7/13/02 Chapter XVIII of the


Chapter XVIII of the never-ending tome called “Projects for the Columbia County Farm” was in full swing today, as I sanded the floor in what will someday be the library. Any of you who have operated a rented floor sander knows what kind of dreary work this is, especially in a place like ours boards laid in 1867 don’t respond so well to being fucked with. The floor is puddled with sixteen coats of paint and polyurethane, most of the planks are bowed in the middle, and several of them are hammered into the floor with some sort of ancient nails that rip the sandpaper all to hell if you don’t bash them within an inch of their lives. Three abortive attempts into the ordeal, I put on the “super grit” sandpaper – you know, the kind the hardware sales clerk only lets you have with a prescription

7/12/02 Before the “pledge marathon”


Before the “pledge marathon” drowned out any chance of decent public radio broadcasting on my drive up to Columbia County, I heard an astonishing bit of news about arthroscopic surgery on knees: basically, it’s a useless procedure. A double-blind study over the last ten years has shown that patients who get the surgery do exactly as well as those who get a “fake” surgery (where, I assume, they make little scars and douse it with saline solution). Coming on the heels of the recent revelations about the neck-and-neck efficacy of antidepressants and placebos, it begins to make you wonder exactly which medicines work the way we think they do. It’s a bit scary for doctors and patients alike, because any time the placebo effect works, we’re tapping into our unconscious abilities to heal ourselves, and there’s nothing more unnerving to Westerners than flaky, holistic, touchy-feely solutions when there’s so much laser surgery just waiting to be had.

The placebo effect is also hard to harness, as it relies on deception, and there’s not one doctor in the world who will risk the malpractice suit of a fake surgery, even if it works. But jesus, does it work – apparently, the subjects of the knee experiment were actually told that many of the surgeries would be fake, and yet the placebo still did as well as the real thing.
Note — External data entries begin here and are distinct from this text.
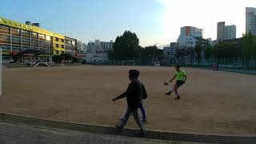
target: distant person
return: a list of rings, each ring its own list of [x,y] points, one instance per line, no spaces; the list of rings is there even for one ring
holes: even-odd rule
[[[139,74],[139,71],[138,71],[138,74]],[[142,86],[144,86],[144,85],[141,82],[140,78],[138,78],[137,80],[138,80],[138,82],[140,82],[141,86],[142,86]],[[144,89],[145,89],[145,86],[144,86]],[[143,90],[143,89],[142,89],[142,90]],[[144,93],[145,93],[145,94],[146,94],[146,97],[147,97],[147,94],[146,94],[146,90],[145,90],[145,92],[144,92]],[[146,97],[142,98],[142,99],[146,99]],[[142,122],[143,123],[146,123],[146,111],[145,111],[145,109],[144,109],[144,106],[143,106],[142,100],[142,102],[139,104],[139,109],[141,110],[142,114]],[[123,121],[124,117],[125,117],[125,115],[120,117],[120,118],[119,118],[120,121]]]
[[[138,117],[138,109],[140,106],[140,103],[142,100],[142,90],[140,82],[138,81],[138,77],[139,73],[136,70],[131,70],[129,71],[129,79],[130,83],[126,92],[112,99],[113,102],[115,102],[118,99],[124,98],[126,97],[127,101],[127,110],[124,118],[121,121],[121,124],[115,125],[118,129],[123,129],[126,122],[128,122],[129,117],[133,114],[134,120],[136,121],[138,127],[140,128],[140,134],[145,134],[145,130],[142,125],[142,122]]]
[[[173,89],[166,93],[166,95],[170,95],[170,94],[174,91],[175,94],[176,94],[176,98],[174,99],[180,99],[180,96],[178,94],[178,89],[182,86],[183,84],[185,84],[186,81],[186,72],[182,70],[180,70],[180,66],[175,66],[175,70],[176,70],[176,74],[174,76],[174,78],[170,81],[170,82],[171,82],[174,78],[177,78],[176,83],[174,86]],[[165,83],[165,85],[167,85]]]
[[[218,70],[218,64],[216,64],[216,63],[214,64],[213,70]]]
This raises some fascinating stuff: first off, it illuminates an incredible lack of unity in our mind-body connection. The placebo effect only works because we want so desperately to be well – yet at the same time, left “unmedicated,” our conscious finds a way to keep us sick. I assume our longing for health comes from a survival instinct, but our ability to stay sick is more mysterious. I imagine it’s a lack of self-understanding, a belief that we’re far removed from the mystical times when we could heal ourselves. But now, give us a sugar pill, call it “Zyxafifor” or something, and we can stave off cancer. Other cultures must find us laughably inept at self-knowledge.

But what is the one thing that unites all of these fabulous placebos together? I’d say it’s the hour or so of time spent on the patient the surgery, the physical therapy, just the fucking attention may be all we’re really looking for. When a psychopharmacologist prescribes a medication, and a doctor performs a surgery, what they are really saying is “I understand you hurt, and I believe you, and I believe you enough to use my skills to make you better.” Since sickness is such a subjective thing (we can never truly express how bad we feel to others), it is only through the active belief of a respected figure that we can actualize our pain, and if Freud is right, that alone can make it go away.
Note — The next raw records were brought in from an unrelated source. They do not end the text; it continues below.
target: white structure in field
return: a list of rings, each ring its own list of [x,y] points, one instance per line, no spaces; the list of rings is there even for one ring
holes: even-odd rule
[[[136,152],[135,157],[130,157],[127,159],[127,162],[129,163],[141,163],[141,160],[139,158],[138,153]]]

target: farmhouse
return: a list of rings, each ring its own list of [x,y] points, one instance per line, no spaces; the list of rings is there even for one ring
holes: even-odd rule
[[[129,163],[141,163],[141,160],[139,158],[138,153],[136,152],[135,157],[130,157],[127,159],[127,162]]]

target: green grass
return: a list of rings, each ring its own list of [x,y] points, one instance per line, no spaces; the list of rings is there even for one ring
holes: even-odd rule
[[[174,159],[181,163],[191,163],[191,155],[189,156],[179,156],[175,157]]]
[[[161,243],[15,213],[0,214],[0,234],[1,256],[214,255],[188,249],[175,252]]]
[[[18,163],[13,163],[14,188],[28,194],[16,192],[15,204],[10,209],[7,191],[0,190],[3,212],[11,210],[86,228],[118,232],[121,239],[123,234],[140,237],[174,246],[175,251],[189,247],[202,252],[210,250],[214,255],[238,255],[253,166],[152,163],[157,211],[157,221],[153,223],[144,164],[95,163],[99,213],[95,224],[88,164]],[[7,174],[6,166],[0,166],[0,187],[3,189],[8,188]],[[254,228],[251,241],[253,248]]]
This isn’t to say that all drugs are suspect. My sinuses are only unblocked when I spray Afrin into them, and my mom’s hip actually does need the oil changed. But I accept that everything I feel from the Celexa may be induced by my own character. I begin to feel anxious, and then I stop, telling myself, “you can’t feel anxious you’re taking a powerful, expensive drug!” and sure enough, it stops. It could all be a sham, and maybe Sean’s knee surgery was also a sham, but this I know to be true: I was miserable, then I took a pill, and now I’m not so miserable. Sometimes the destination is the destination after all.